If you’re like most pet owners, you consider your animal companions part of the family. But pet-care costs can strain a household budget — so it’s important to evaluate how we care for the animals we love without dropping our hard-earned money into a veterinary sinkhole. Here are a few ideas:
Invest in Pet Healthcare
One of the best ways to combat the high costs of veterinary care is to prepare for them. Many financially savvy pet owners have a separate savings account for potential medical expenses, which include anything from emergency vet visits to end-of-life care. Another way to plan ahead is to invest in pet insurance. Vet bills tend to slowly trickle upward: For example, a series of $400 visits, over the course of a few weeks, that creep upward until they cost thousands. Pet insurance can offset these costs by providing a much lower month-to-month premium, allowing pet owners to enjoy the peace of mind that sudden emergencies can be addressed without breaking the bank.
Spay/Neuter Your Pets
The decision to spay or neuter has a lot of implications — not just for your own animals but also for animals in your community. Homeless animals are everywhere. The Humane Society reports staggering numbers, with 6 to 8 million animals entering shelters every year. Fewer than half of these are adopted. Spaying or neutering your cat or dog doesn’t just help curb the rampant overpopulation problem; it’s also better for your pet’s health, which saves you money in the long run. Neutered male dogs live 18% longer than un-neutered ones, while spayed female dogs live 23% longer than their intact counterparts.
Pet food costs can add up quickly, especially if you have an animal that needs a particular diet. Most cats and dogs get by just fine on garden-variety kibble or canned food, so you’ll definitely save by buying store-brand food from major pet supply retailers. If you’re concerned about quality, check with your vet first — but don’t buy food from the vet unless you absolutely must, because the prices will almost always be marked up.
Consider buying pet food in bulk.You can also avoid breaking the bank by making sure you feed your cats or dogs proper serving sizes for their weight and body type. If you overfeed or free-feed, you not only spend more money on food, but your pets could end up overweight, which can cause significant health problems.
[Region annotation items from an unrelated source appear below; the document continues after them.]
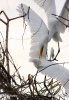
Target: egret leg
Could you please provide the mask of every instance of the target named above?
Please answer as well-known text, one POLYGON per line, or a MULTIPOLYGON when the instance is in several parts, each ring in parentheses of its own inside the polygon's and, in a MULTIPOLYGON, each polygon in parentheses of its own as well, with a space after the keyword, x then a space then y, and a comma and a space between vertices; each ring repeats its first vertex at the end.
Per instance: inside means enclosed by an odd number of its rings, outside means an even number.
POLYGON ((54 61, 54 60, 56 60, 56 61, 57 61, 57 59, 56 59, 56 58, 57 58, 57 56, 58 56, 58 54, 59 54, 59 53, 60 53, 60 46, 59 46, 59 42, 58 42, 58 52, 57 52, 57 54, 56 54, 55 58, 53 59, 53 61, 54 61))

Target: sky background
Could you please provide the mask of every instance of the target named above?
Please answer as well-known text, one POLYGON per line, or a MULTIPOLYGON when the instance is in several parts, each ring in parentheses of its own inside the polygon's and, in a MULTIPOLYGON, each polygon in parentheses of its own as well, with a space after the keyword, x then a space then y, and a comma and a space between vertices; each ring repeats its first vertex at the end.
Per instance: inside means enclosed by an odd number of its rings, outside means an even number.
MULTIPOLYGON (((26 3, 27 5, 33 5, 32 0, 0 0, 0 11, 4 10, 9 18, 19 16, 17 12, 17 6, 20 3, 26 3)), ((64 4, 65 0, 56 0, 57 6, 57 14, 60 13, 61 8, 64 4)), ((36 9, 35 9, 36 10, 36 9)), ((6 20, 3 15, 0 16, 3 20, 6 20)), ((5 25, 0 23, 0 31, 2 32, 3 36, 5 37, 5 25)), ((29 31, 29 30, 28 30, 29 31)), ((21 66, 20 73, 27 76, 27 74, 35 74, 36 68, 28 62, 28 48, 29 48, 29 39, 27 37, 24 39, 24 43, 22 44, 22 35, 23 35, 23 22, 22 19, 17 19, 15 21, 10 22, 9 28, 9 52, 12 55, 14 62, 17 67, 21 66), (23 46, 24 45, 24 46, 23 46), (32 70, 33 69, 33 70, 32 70)), ((59 62, 62 61, 69 61, 69 33, 66 31, 65 34, 62 34, 63 43, 60 43, 61 52, 58 56, 59 62)), ((53 42, 54 43, 54 42, 53 42)), ((54 43, 55 53, 57 52, 57 44, 54 43)), ((68 68, 69 65, 67 64, 66 67, 68 68)), ((13 68, 11 68, 12 71, 13 68)))

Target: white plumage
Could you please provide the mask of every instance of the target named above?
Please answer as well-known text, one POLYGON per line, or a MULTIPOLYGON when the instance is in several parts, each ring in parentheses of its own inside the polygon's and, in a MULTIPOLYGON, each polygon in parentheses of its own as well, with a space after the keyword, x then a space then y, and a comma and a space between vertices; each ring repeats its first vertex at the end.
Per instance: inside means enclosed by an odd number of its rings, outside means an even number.
MULTIPOLYGON (((55 64, 55 62, 50 62, 45 59, 47 45, 51 38, 57 42, 62 41, 60 32, 64 33, 66 29, 65 25, 62 23, 68 25, 68 21, 57 17, 61 21, 60 22, 55 18, 54 15, 52 15, 56 14, 55 0, 34 0, 34 2, 44 10, 47 22, 44 22, 43 18, 39 16, 39 13, 35 13, 26 5, 23 5, 23 11, 20 9, 20 6, 17 10, 21 15, 28 13, 24 20, 27 22, 27 25, 29 25, 31 30, 31 48, 29 53, 30 61, 34 63, 38 70, 41 70, 48 65, 55 64)), ((63 18, 68 19, 69 13, 65 7, 69 8, 69 0, 66 0, 66 3, 60 14, 63 18)), ((69 92, 69 70, 56 64, 47 67, 41 72, 49 75, 52 78, 56 78, 62 83, 66 91, 69 92)))

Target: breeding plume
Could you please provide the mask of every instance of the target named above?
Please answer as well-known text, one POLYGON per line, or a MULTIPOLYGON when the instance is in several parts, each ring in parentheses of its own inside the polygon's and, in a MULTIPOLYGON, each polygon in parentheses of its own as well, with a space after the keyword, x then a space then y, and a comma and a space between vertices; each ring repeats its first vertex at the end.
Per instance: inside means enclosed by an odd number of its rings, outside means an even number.
POLYGON ((66 19, 69 19, 69 0, 66 0, 63 6, 60 14, 62 17, 57 17, 56 15, 55 0, 33 1, 39 6, 38 13, 24 4, 19 5, 17 9, 20 15, 25 15, 24 23, 26 27, 27 25, 30 27, 30 61, 34 63, 38 70, 50 66, 41 72, 56 78, 65 87, 66 91, 69 92, 69 70, 59 64, 55 65, 55 62, 47 61, 46 58, 48 42, 51 39, 61 42, 60 33, 64 33, 66 27, 68 27, 66 19))

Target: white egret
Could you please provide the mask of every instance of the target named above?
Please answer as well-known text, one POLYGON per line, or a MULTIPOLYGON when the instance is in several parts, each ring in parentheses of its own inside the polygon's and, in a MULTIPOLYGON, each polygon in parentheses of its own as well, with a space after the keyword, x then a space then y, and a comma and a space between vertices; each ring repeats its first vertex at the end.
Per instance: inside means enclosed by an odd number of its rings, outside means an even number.
POLYGON ((69 92, 69 70, 50 62, 45 59, 47 52, 48 42, 53 38, 55 41, 62 41, 60 32, 64 33, 68 21, 65 19, 69 18, 69 0, 66 0, 65 5, 62 9, 60 16, 63 18, 56 18, 52 14, 56 14, 55 0, 34 0, 44 11, 46 21, 34 12, 31 8, 26 5, 18 7, 20 15, 26 14, 24 22, 30 26, 31 30, 31 49, 30 49, 30 61, 32 61, 37 67, 38 71, 45 75, 49 75, 52 78, 56 78, 65 87, 66 92, 69 92), (59 21, 60 20, 60 21, 59 21), (47 67, 47 68, 45 68, 47 67), (45 68, 44 70, 42 70, 45 68))

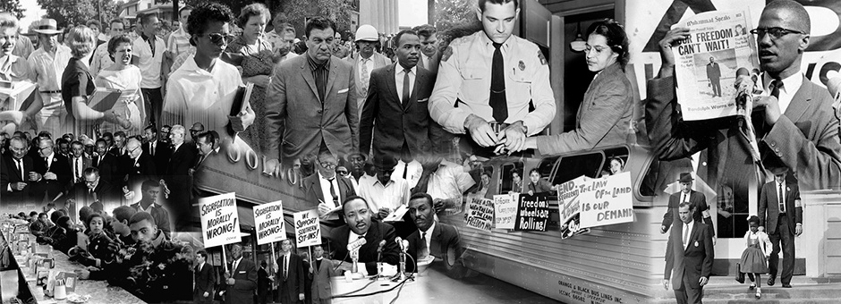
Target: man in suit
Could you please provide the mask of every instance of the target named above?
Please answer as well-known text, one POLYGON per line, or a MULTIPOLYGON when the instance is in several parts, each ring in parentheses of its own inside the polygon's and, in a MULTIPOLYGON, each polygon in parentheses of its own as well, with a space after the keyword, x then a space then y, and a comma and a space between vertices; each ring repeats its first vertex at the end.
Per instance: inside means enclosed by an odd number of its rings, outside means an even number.
MULTIPOLYGON (((432 197, 427 193, 415 193, 409 200, 409 216, 417 229, 410 234, 409 255, 415 261, 432 256, 432 266, 441 266, 447 275, 460 278, 466 270, 460 258, 464 252, 458 231, 454 227, 435 220, 432 197)), ((406 263, 406 271, 413 272, 414 265, 406 263)))
POLYGON ((275 281, 280 286, 280 302, 299 303, 305 298, 303 280, 307 270, 303 268, 301 256, 293 252, 292 240, 281 241, 280 248, 283 251, 275 264, 275 281))
POLYGON ((370 24, 362 24, 356 30, 356 49, 344 59, 353 66, 353 82, 356 88, 356 108, 361 114, 368 97, 371 72, 374 70, 391 64, 391 60, 377 52, 379 42, 377 29, 370 24))
POLYGON ((176 227, 187 229, 192 223, 191 221, 183 221, 190 215, 190 190, 192 185, 190 184, 190 168, 196 162, 196 146, 184 142, 184 134, 186 129, 180 124, 173 126, 172 132, 169 133, 169 139, 173 145, 173 154, 166 165, 166 174, 164 175, 164 181, 166 182, 166 187, 169 189, 169 207, 173 211, 173 215, 179 221, 176 227))
POLYGON ((211 304, 213 303, 213 285, 216 283, 216 275, 214 274, 213 266, 208 264, 208 252, 199 250, 196 252, 196 269, 195 288, 192 291, 192 302, 194 304, 211 304))
MULTIPOLYGON (((342 176, 336 176, 336 156, 329 152, 319 154, 319 169, 315 174, 307 176, 303 180, 304 191, 307 193, 307 201, 319 207, 319 215, 325 217, 330 210, 341 206, 344 198, 356 195, 351 181, 342 176)), ((335 218, 334 218, 335 219, 335 218)))
POLYGON ((151 156, 157 166, 157 172, 166 172, 166 164, 172 150, 169 148, 169 143, 163 142, 157 137, 157 129, 154 125, 149 125, 143 131, 148 140, 143 144, 143 153, 151 156))
MULTIPOLYGON (((353 67, 330 53, 336 23, 316 17, 306 29, 306 55, 276 67, 267 94, 271 97, 266 110, 267 148, 270 158, 280 156, 285 164, 322 150, 342 156, 359 147, 353 67)), ((276 165, 277 159, 271 159, 267 169, 279 173, 276 165)))
POLYGON ((225 273, 226 285, 225 302, 226 304, 253 304, 254 291, 257 289, 257 267, 254 262, 242 258, 242 246, 234 244, 231 247, 233 262, 225 273))
POLYGON ((739 117, 680 120, 671 47, 689 37, 687 29, 669 30, 660 40, 663 64, 659 76, 648 84, 646 127, 658 158, 681 159, 706 150, 707 156, 698 161, 697 175, 712 189, 718 190, 719 183, 732 189, 735 212, 747 212, 746 204, 740 202, 748 201, 752 183, 765 181, 765 171, 755 164, 792 168, 807 190, 841 184, 841 142, 832 98, 800 72, 803 53, 809 46, 809 14, 794 1, 774 1, 765 6, 757 29, 762 85, 769 93, 754 104, 757 153, 750 148, 739 117), (780 28, 789 30, 767 30, 780 28), (771 82, 782 85, 770 88, 771 82), (758 162, 744 161, 749 158, 758 162))
MULTIPOLYGON (((397 265, 399 258, 397 243, 395 242, 395 237, 396 237, 395 227, 387 223, 371 221, 371 211, 365 198, 361 197, 344 198, 342 212, 344 213, 344 221, 347 224, 334 229, 330 236, 336 249, 334 257, 343 257, 345 262, 352 262, 347 245, 364 239, 365 244, 358 250, 359 262, 365 266, 361 266, 359 271, 375 274, 377 274, 378 248, 381 241, 386 241, 386 245, 382 249, 381 260, 390 265, 397 265)), ((350 271, 351 267, 352 265, 349 263, 343 263, 341 266, 341 268, 345 271, 350 271)))
POLYGON ((41 138, 38 148, 40 159, 34 162, 34 170, 38 174, 35 199, 52 201, 70 185, 72 177, 70 163, 67 157, 53 152, 53 139, 41 138))
POLYGON ((312 247, 312 303, 330 304, 333 302, 333 283, 330 277, 338 275, 334 270, 333 262, 324 258, 321 245, 312 247))
POLYGON ((709 280, 715 250, 707 224, 692 220, 691 204, 681 203, 678 215, 683 224, 672 229, 666 249, 663 286, 672 289, 678 304, 700 304, 704 285, 709 280), (674 272, 673 272, 674 271, 674 272))
MULTIPOLYGON (((694 179, 692 179, 691 173, 680 173, 680 179, 677 180, 677 182, 680 182, 681 190, 668 197, 668 209, 667 209, 666 214, 663 215, 663 224, 660 225, 660 233, 666 233, 669 227, 672 226, 672 223, 680 221, 680 218, 677 216, 677 207, 680 203, 689 203, 692 205, 692 210, 694 210, 692 213, 692 220, 704 222, 704 224, 712 229, 712 218, 709 216, 709 206, 707 205, 707 198, 703 193, 692 190, 692 181, 694 181, 694 179)), ((716 235, 713 230, 710 230, 709 232, 712 236, 716 235)), ((715 242, 715 240, 713 240, 713 242, 715 242)))
POLYGON ((418 65, 420 39, 412 30, 395 36, 397 63, 374 70, 360 118, 360 152, 392 155, 410 160, 426 152, 432 137, 427 106, 432 85, 429 72, 418 65))
POLYGON ((19 137, 9 139, 10 153, 0 156, 0 196, 9 202, 31 201, 31 190, 38 181, 35 163, 26 155, 26 141, 19 137))
POLYGON ((259 304, 268 303, 271 298, 272 279, 266 271, 266 261, 259 262, 259 269, 257 269, 257 300, 259 304))
POLYGON ((709 63, 707 63, 707 79, 709 80, 709 86, 712 87, 712 96, 721 97, 721 70, 718 69, 718 63, 716 58, 709 57, 709 63))
POLYGON ((70 165, 72 173, 72 182, 82 182, 85 169, 90 166, 90 158, 85 156, 85 145, 81 141, 73 141, 70 144, 70 154, 67 165, 70 165))
POLYGON ((777 279, 782 243, 783 275, 780 282, 783 283, 784 288, 791 288, 792 274, 794 271, 794 237, 803 232, 803 203, 800 201, 797 183, 786 181, 788 169, 777 168, 772 173, 774 182, 762 185, 757 211, 760 226, 765 227, 765 232, 774 246, 768 259, 770 274, 768 284, 773 286, 777 279))

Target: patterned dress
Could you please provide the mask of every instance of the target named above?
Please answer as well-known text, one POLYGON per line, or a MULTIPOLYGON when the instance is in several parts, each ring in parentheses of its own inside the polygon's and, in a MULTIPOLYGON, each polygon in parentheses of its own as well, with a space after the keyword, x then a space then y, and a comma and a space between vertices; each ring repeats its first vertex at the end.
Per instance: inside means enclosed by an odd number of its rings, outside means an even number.
MULTIPOLYGON (((272 61, 272 46, 265 39, 258 39, 257 46, 248 46, 242 36, 238 36, 231 45, 228 46, 225 52, 238 54, 243 56, 242 63, 237 67, 242 70, 242 77, 252 77, 257 75, 271 76, 275 66, 272 61)), ((251 109, 254 110, 254 115, 257 119, 245 131, 240 133, 240 136, 254 150, 266 153, 266 143, 268 142, 268 128, 266 121, 262 119, 266 116, 266 89, 267 88, 254 86, 250 99, 251 109)))

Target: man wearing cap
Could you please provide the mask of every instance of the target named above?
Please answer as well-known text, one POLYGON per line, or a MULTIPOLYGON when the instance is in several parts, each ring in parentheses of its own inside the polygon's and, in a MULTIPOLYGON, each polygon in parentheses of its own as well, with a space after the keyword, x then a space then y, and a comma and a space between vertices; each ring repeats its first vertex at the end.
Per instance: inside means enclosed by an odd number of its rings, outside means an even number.
MULTIPOLYGON (((709 216, 709 206, 707 205, 707 198, 703 193, 692 190, 692 175, 691 173, 681 173, 680 191, 668 197, 668 209, 663 215, 663 224, 660 226, 660 233, 666 233, 672 223, 680 223, 677 216, 677 206, 681 203, 689 203, 692 207, 692 220, 701 222, 709 226, 709 235, 715 237, 715 231, 712 227, 712 218, 709 216)), ((713 239, 715 242, 715 238, 713 239)))
POLYGON ((757 210, 760 226, 765 227, 765 232, 774 246, 768 259, 770 274, 768 284, 774 285, 777 279, 782 243, 783 274, 780 281, 784 288, 791 288, 792 274, 794 271, 794 236, 800 236, 803 232, 803 203, 800 201, 797 183, 786 181, 787 168, 773 169, 771 173, 774 173, 774 181, 762 185, 757 210))
POLYGON ((356 98, 360 114, 368 97, 368 88, 371 72, 391 64, 391 60, 382 54, 377 53, 376 46, 379 41, 377 29, 370 24, 362 24, 356 30, 357 53, 352 54, 345 60, 353 64, 353 80, 356 82, 356 98))
POLYGON ((392 156, 375 156, 374 177, 360 181, 359 196, 365 198, 374 218, 388 216, 401 205, 409 203, 409 182, 402 178, 392 178, 397 160, 392 156))
MULTIPOLYGON (((72 131, 72 125, 64 123, 67 110, 62 100, 61 76, 72 55, 70 48, 58 43, 57 23, 54 19, 42 19, 36 28, 40 47, 35 50, 27 63, 30 65, 30 77, 38 82, 42 106, 36 123, 42 131, 53 134, 64 134, 72 131)), ((38 101, 36 99, 35 103, 38 101)), ((38 106, 36 109, 38 109, 38 106)))
POLYGON ((476 14, 484 30, 453 40, 441 55, 429 115, 444 130, 464 134, 463 150, 490 155, 500 145, 520 150, 527 136, 555 118, 543 53, 511 34, 519 4, 479 0, 476 14))

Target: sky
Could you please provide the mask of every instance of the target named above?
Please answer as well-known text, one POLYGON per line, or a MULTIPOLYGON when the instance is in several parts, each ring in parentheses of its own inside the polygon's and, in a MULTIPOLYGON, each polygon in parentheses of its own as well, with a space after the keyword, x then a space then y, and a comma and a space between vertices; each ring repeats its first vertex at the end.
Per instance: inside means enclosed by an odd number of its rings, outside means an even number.
MULTIPOLYGON (((398 17, 400 26, 413 27, 427 22, 427 0, 394 0, 398 2, 398 17)), ((21 0, 21 6, 26 9, 23 19, 21 20, 21 28, 27 29, 30 23, 38 21, 40 16, 47 13, 38 4, 38 0, 21 0)))

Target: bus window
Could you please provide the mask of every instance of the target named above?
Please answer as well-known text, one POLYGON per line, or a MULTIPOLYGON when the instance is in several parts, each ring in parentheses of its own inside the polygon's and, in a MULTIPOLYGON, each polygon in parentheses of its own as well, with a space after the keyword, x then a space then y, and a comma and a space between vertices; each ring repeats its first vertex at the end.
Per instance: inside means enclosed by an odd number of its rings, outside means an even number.
POLYGON ((600 152, 564 156, 557 165, 552 184, 561 184, 582 175, 599 177, 604 159, 605 156, 600 152))
POLYGON ((505 164, 499 174, 502 175, 499 194, 522 191, 522 163, 505 164))

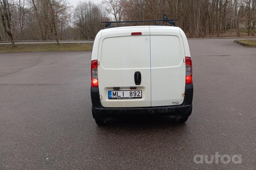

One great way to save money on pet food and supplies is to sign up for loyalty programs through both local and major retailers. Major chain pet stores offer free loyalty programs that help cut costs by providing coupons, sale alerts and overall lower in-store prices.
Focus on Preventing Problems
Spending a little time and money on a regular basis to keep your pets healthy may help you save upwards of thousands of dollars in veterinary costs down the road. One important piece of the puzzle is to stay up-to-date on vaccinations — but there are also actions you can take at home.
Simple products such as a dog- or cat-specific tooth brushing kit will help keep your animal’s oral health in tiptop shape. Products made for humans may irritate their skin or digestive systems, but it’s not hard to find toothbrushes and toothpaste manufactured for animal health. Brush your pet’s teeth at least once a week to keep plaque, gingivitis and potential tooth loss at bay.
Watch for other problems, like any changes in your animals eyes. Your pets eyes should be free of discharge or cloudiness.
Spend Quality Time With Your Pets
Providing daily exercise, play and affection is completely free. Some pets have higher activity needs than others, and it’s important to make sure those needs are met. Keeping to an engaging exercise routine is critical not only for your pets’ physical health but also for their social needs. Most dogs are highly social animals, and they crave human attention. Similarly, while cats may seem more independent than dogs, they often need just as much interactive play and affection.
By spending time with your pets, you’ll learn all the ins and outs of their behaviors, which is invaluable knowledge for catching potential health concerns. When you know what’s normal for your animal, you’ll be far more likely to see smaller behavioral or bodily changes that could indicate serious illness. If you’re paying attention, you’ll be better equipped to notice problems early on, which will not only save money in the long run but can also save your pet’s life.